1. Rileviamo dagli atti che la sentenza è stata pronunciata il 2 novembre 1931. L'appello contro la sentenza e l'ordinanza di diniego di un nuovo processo è stato sottoposto a questa corte per la decisione solo il 18 settembre 1933, data da cui questa corte sottoposto ad un attento e approfondito esame degli atti per determinare se vi sia stato o meno un errore giudiziario e se l'imputato abbia subito un pregiudizio rispetto ad un diritto sostanziale. Il tribunale è ammonito dalla legge (sezione 11266, N. C. L.) che nessuna sentenza potrà essere annullata o concesso un nuovo processo in ogni caso per errore di indirizzo della giuria o per ammissione o rifiuto improprio di prove, a meno che non sia a parere del tribunale , dopo l'esame dell'insieme della causa, risulterà che l'errore censurato ha comportato un errore giudiziario o ha effettivamente pregiudicato l'imputato, rispetto ad un diritto sostanziale. In diversi casi la Corte ha avuto occasione di sottolineare che la norma è intesa a impedire ai tribunali di annullare sentenze o di concedere nuovi processi, qualora, dopo un esame dell'intero caso, il verdetto sia manifestamente giusto o laddove risulti che nessun altro verdetto risulta avrebbe potuto essere adeguatamente restituito dalla giuria.

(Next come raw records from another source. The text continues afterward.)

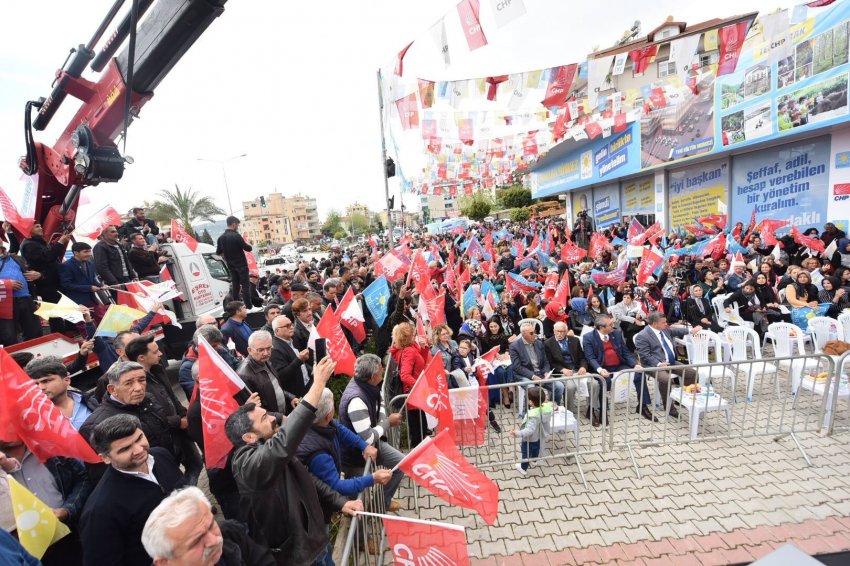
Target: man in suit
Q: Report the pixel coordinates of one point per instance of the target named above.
(606, 352)
(565, 357)
(77, 277)
(529, 363)
(289, 364)
(655, 348)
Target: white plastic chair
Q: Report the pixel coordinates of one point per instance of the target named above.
(698, 348)
(538, 324)
(740, 338)
(844, 321)
(788, 340)
(823, 329)
(720, 311)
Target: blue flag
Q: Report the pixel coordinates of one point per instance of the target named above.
(377, 296)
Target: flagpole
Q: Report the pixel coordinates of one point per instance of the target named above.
(411, 520)
(384, 160)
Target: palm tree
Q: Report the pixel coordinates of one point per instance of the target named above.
(185, 206)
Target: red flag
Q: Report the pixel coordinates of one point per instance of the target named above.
(642, 57)
(731, 41)
(6, 302)
(399, 66)
(560, 82)
(351, 316)
(338, 348)
(550, 286)
(468, 11)
(13, 217)
(620, 122)
(217, 384)
(562, 293)
(571, 253)
(390, 266)
(105, 217)
(408, 111)
(419, 272)
(431, 393)
(422, 542)
(440, 467)
(648, 264)
(179, 235)
(593, 129)
(30, 416)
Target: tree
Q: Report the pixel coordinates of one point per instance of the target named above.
(332, 224)
(515, 197)
(358, 224)
(476, 207)
(184, 206)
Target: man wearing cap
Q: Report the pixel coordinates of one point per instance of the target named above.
(15, 276)
(232, 248)
(77, 276)
(298, 290)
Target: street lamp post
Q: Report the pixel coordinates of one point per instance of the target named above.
(223, 164)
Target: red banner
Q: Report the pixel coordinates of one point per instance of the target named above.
(419, 542)
(30, 416)
(338, 348)
(468, 11)
(731, 41)
(439, 466)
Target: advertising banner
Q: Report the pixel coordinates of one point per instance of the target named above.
(638, 197)
(606, 205)
(697, 191)
(601, 160)
(789, 182)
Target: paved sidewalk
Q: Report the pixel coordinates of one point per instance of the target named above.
(714, 502)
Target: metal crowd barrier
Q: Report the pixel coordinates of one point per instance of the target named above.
(780, 396)
(365, 537)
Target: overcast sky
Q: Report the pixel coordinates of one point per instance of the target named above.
(293, 85)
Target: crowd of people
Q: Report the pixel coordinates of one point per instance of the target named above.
(298, 453)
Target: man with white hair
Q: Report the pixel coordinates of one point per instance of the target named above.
(259, 375)
(182, 531)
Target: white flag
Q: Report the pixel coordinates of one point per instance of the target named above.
(506, 11)
(438, 34)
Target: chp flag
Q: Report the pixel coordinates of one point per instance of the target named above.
(217, 384)
(418, 542)
(437, 465)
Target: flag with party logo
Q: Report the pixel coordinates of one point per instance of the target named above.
(37, 526)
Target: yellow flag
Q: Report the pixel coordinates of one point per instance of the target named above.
(709, 39)
(38, 527)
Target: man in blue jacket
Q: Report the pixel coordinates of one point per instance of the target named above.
(78, 276)
(321, 451)
(606, 353)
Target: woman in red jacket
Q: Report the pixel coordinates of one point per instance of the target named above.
(411, 355)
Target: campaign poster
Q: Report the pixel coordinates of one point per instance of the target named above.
(787, 182)
(697, 191)
(606, 205)
(638, 197)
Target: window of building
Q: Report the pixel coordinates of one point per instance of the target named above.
(666, 68)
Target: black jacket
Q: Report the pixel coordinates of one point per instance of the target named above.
(45, 259)
(232, 248)
(287, 366)
(556, 357)
(285, 503)
(107, 263)
(115, 514)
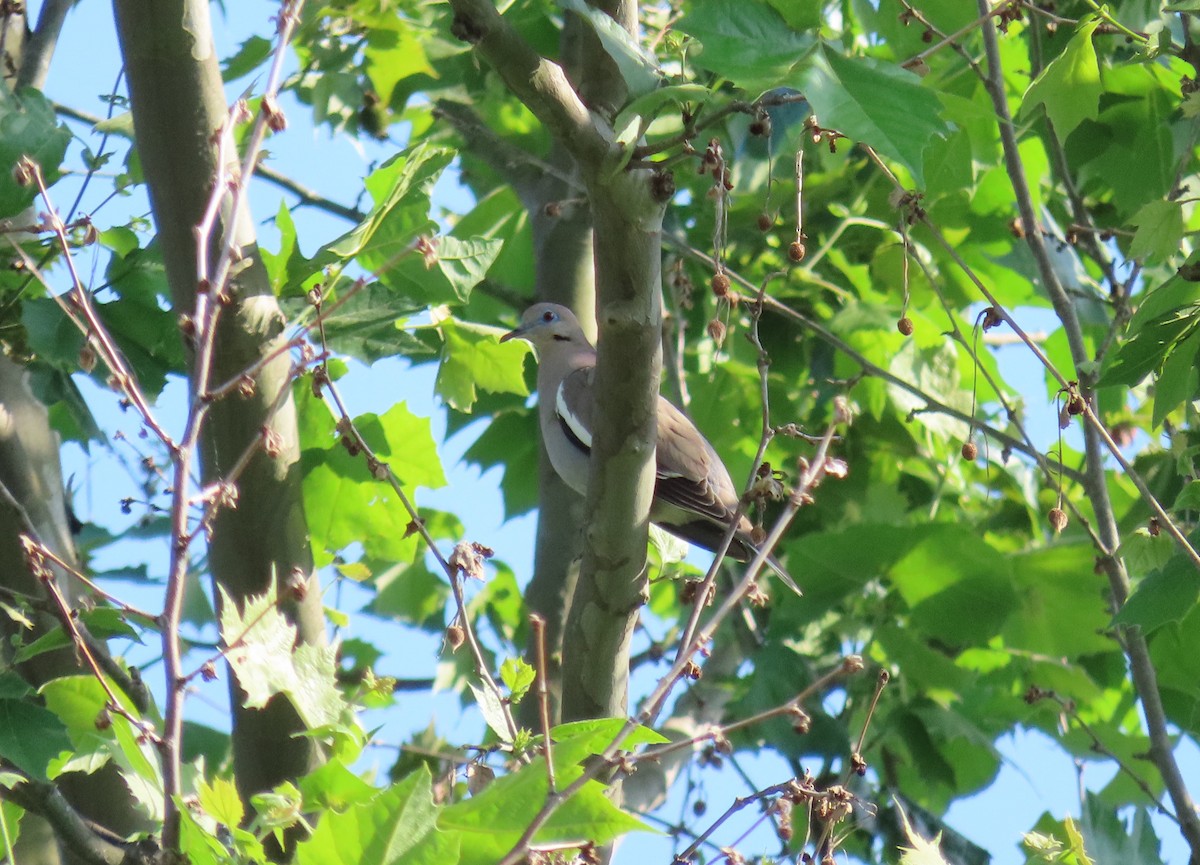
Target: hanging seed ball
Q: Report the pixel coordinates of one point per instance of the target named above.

Le varie imputazioni di errore sono raccolte dal verbale da un dotto avvocato, già giudice di uno dei nostri tribunali distrettuali, che non ha rappresentato l'imputato nel suo processo. I compiti sono stati selezionati con cura e sono stati presentati con assiduità e argomentati con abilità. L'avvocato insiste sul fatto che, alla luce dell'intera documentazione e dell'accumulo di presunti errori, un giudizio di annullamento è giustificato dalla legge e dai fatti nell'interesse della giustizia e dell'umanità.

Guardo con sfavore alla conclusione degli avvocati perché gli elementi che darebbero diritto al loro cliente più sfortunato alla carità della legge non sono presenti nei fatti di questo caso.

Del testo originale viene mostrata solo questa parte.